Hard Bounty is a 1995 American Western film.

==Plot==
Martin Kanning is a former Texas Ranger turned bounty hunter. Kanning is a man of honor but when his latest bounty turns out to be innocent, he gives up bounty hunting and buys the saloon and brothel. One day a man he knows, Carver, shows up. It seems as if he and Carver have some bad history. Carver hooks up with one of the prostitutes and kills her. After Carver leaves, the girl is found. Donnie, Kanning's amour, says that Carver did it but the Sheriff doesn't want to do anything. So she and some other prostitutes ride out to find Carver. Kanning follows them. Carver learning of them sends some men to get them before they show up where he is, but they are killed by the women.

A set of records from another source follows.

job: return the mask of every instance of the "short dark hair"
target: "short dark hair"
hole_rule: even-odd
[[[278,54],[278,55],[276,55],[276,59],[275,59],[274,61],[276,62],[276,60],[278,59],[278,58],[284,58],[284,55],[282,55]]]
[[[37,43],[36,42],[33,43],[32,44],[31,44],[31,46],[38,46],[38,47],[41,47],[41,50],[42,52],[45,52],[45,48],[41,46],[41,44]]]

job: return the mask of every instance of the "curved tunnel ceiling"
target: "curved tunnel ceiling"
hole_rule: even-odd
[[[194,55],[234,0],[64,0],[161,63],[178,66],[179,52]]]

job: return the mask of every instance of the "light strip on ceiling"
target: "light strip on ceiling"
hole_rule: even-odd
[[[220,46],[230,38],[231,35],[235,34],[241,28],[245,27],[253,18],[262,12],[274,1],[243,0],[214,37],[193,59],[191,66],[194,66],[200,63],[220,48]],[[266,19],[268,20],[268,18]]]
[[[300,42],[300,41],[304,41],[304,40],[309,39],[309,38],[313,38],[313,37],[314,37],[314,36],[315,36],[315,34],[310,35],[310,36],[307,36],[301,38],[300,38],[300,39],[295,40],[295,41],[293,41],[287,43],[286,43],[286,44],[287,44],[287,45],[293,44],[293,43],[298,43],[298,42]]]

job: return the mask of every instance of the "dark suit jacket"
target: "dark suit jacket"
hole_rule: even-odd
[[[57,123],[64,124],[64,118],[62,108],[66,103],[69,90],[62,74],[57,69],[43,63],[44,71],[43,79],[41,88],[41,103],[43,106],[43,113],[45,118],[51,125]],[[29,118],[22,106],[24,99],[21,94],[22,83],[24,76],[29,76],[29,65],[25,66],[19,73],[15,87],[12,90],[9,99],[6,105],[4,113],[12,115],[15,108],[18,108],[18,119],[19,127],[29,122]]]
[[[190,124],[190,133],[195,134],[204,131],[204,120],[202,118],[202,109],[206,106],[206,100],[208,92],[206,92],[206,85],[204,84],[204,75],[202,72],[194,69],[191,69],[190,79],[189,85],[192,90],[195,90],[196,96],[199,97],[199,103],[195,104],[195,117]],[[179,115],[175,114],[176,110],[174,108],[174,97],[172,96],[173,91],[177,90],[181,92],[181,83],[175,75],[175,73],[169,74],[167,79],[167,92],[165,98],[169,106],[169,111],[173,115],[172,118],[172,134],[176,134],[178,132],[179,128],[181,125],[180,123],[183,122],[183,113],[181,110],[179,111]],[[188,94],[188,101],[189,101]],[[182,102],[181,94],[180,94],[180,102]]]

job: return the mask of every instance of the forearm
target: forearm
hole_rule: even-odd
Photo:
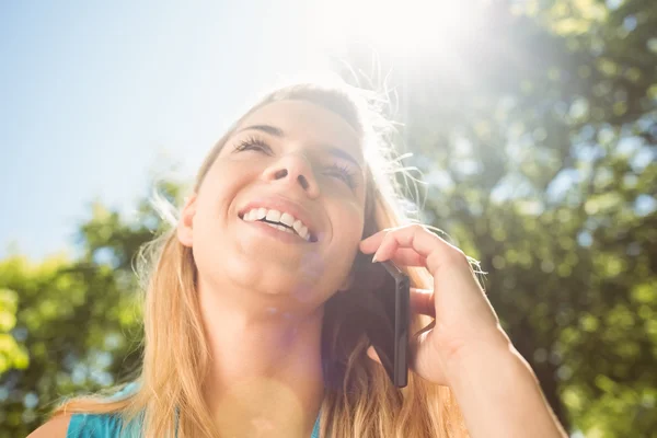
[[[452,360],[448,372],[472,438],[567,437],[510,343],[473,348]]]

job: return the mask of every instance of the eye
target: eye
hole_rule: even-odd
[[[326,174],[344,181],[350,188],[356,187],[356,174],[346,165],[332,164],[326,168]]]
[[[258,150],[265,152],[268,155],[272,154],[272,148],[269,147],[269,145],[267,145],[264,140],[257,137],[249,137],[244,140],[241,140],[238,145],[235,145],[234,149],[237,151]]]

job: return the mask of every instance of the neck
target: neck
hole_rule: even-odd
[[[204,395],[218,429],[231,437],[310,437],[324,391],[323,307],[270,312],[204,288],[199,301],[212,358]]]

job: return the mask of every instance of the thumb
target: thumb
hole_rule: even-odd
[[[372,359],[373,361],[381,365],[381,359],[379,359],[379,355],[374,350],[373,346],[371,346],[371,345],[369,346],[369,348],[367,349],[367,355],[369,356],[370,359]]]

The action then moves back to the town where a final shootout takes place.

==Cast==
- Matt McCoy as Kanning
- Kelly Le Brock as Donnie
- John Terlesky as Carver
- Kimberly Kelley as Glory
- Rochelle Swanson as Jess
- Felicity Waterman as Rachel
- Ross Hagen as The Sheriff
- Robert Peters as "Sneaky"
- George "Buck" Flower as Harper

==Production==
The film was shot at Old Tucson Studios, located near Tucson, Arizona and is produced in a Spaghetti western style.